TC09585 - [2025] UKFTT 00867 (TC)
First-tier Tribunal (Tax Chamber)

TC09585 - [2025] UKFTT 00867 (TC)

Fecha: 15-Jul-2025

The witness evidence

The witness evidence

128.

The Appellant testified that he had instructed HH, who were a local firm of accountants, as soon as possible after he became aware of the Respondents’ enquiry. He thought that this would have been as soon as he received Officer Weir’s letter of 29 August 2017 on the morning of 1 September 2017.

129.

Officer Weir testified that:

(1)

he had not re–visited the determination of the discount for disclosure after:

(a)

it had been held by the FTT (and upheld by the UT) that the Appellant had not acquired the Properties in the course of a trade; or

(b)

the Respondents had decided that the failure to file was not deliberate;

(2)

he had awarded the Appellant only a 20% discount for “Telling” because the Appellant in his initial response of 1 September 2017 had not disclosed that he had previously owned the three Properties other than 8 Wigshaw Lane and did not do so until after he had been alerted by the terms of Officer Weir’s email of later that day that the Respondents were aware of them.

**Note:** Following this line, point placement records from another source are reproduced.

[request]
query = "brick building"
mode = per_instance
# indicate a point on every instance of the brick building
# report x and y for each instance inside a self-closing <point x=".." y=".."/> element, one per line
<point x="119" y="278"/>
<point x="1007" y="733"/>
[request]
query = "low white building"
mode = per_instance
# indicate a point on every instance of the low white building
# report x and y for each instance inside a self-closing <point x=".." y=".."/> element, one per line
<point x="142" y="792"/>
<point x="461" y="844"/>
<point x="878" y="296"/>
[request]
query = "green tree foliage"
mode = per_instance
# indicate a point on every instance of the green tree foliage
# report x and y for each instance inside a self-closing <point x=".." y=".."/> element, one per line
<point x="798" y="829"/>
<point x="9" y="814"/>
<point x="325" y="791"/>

Officer Weir confirmed that the Respondents had known of the Appellant’s ownership of the other Properties when he sent his letter of 29 August 2017 and he had followed the Respondents’ practice of allowing the taxpayer to initiate disclosure; and

(3)

he had awarded the Appellant only a 25% discount for each of “Helping” and “Giving” because the Appellant had provided the Respondents with hardly any of the information requested. He said that the Appellant could have made more effort to provide the information – for example, by obtaining copies of the missing invoices and receipts – although he accepted that he had not specifically asked the Appellant to do that.